Si prosegue quasi senza soluzioni di continuità con una roboante ‘Golem’, altro estratto dal nuovo disco. Jim Grey inizia ad interagire con il pubblico, in primis invitandolo a saltare. Grey è un front-man quasi atipico per una band che suona prog-metal, e quando non canta di certo non fa nulla per nascondere la sua istrionica verve ‘down under’. «Siamo già stati qui qualche anno fa», dice Grey, riferendosi al concerto che tennero al Legend nel lontano 2018 pre-pandemico. In particolare fa riferimento alla colonna che fa bella mostra di sé sul palco del locale, che Grey corre ad abbracciare: «vedo che questa colonna è ancora qua. Bene, vi presento il quinto membro della band», dice tra le risate generali.

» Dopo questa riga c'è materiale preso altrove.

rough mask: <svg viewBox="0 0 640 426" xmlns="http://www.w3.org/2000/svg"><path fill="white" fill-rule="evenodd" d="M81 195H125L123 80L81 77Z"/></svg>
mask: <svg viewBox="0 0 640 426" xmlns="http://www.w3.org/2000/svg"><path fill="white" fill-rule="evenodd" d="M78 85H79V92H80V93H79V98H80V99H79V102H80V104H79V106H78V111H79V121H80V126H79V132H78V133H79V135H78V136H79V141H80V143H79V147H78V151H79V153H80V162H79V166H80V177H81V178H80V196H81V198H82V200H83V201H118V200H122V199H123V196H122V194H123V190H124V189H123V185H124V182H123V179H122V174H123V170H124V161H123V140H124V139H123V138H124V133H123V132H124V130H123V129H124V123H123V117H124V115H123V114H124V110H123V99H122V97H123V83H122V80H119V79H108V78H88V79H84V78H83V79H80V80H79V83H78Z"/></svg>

Il concerto riprende con un balzo a ritroso nel tempo con cui torniamo al 2015 quando usci “Bloom”, celebrato questa sera proprio con la title-track, che nel finale si fonde con ‘Marigold’, uno dei brani più celebri della band. In effetti ci saremmo aspettati in scaletta una maggior presenza di “Charcoal Grace”, che viene temporaneamente abbandonato per lasciar spazio a “Rise Radiant” (‘TheTempest’ ed i singoli ‘Slow Violence’ ed ‘Oceanrise’), e a “In Contact”, di cui abbiamo apprezzato tantissimo una ‘The Hands Are The Hardest’, un brano molto raramente eseguito in sede live.
Il main-set si conclude con un ultimo sguardo sul nuovo disco, con due botte assurde come ‘The Stormchaser’ e soprattutto ‘Mute’, il brano che chiude magnificamente l’album, con i suoi dodici minuti che complementano alla perfezione l’iniziale ‘The World Breaths With Me’. Uno spettacolo.
La pantomima dell’uscita di scena prima di rientrare per i bis dura grazie al cielo solo pochi secondi, giusto il tempo di presentare ‘Daughter Of The Mountain’ ed immergersi nell’ennesimo epico pezzo che permette alla band di chiudere il concerto sotto una pioggia scrosciante di applausi.
Dal punto di vista strettamente musicale, i Caligula’s Horse si son presentati qui a Milano in splendida forma e carichi di entusiasmo, talmente in palla che anche l’assenza della seconda chitarra (il dimissionario Adrian Goleby non è più stato sostituito) è passata di fatto inosservata, ampiamente coperta dal lavoro extra di Vallen. Sempre più apprezzato, il quartetto di Brisbane va ad affiancarsi a formazioni connazionali come Ne Obliviscaris, Voyager, Be’lakor e Karnivool nell’impresa improba, sulla quale probabilmente nessuno avrebbe scommesso un centesimo, di portare (o ri-portare) l’Australia all’interno dell’Atlante del Rock, con una scena prog-metal che mai come oggi si sta rivelando vitale, rilevante ed assolutamente concorrenziale con le rispettive controparti americane ed europee.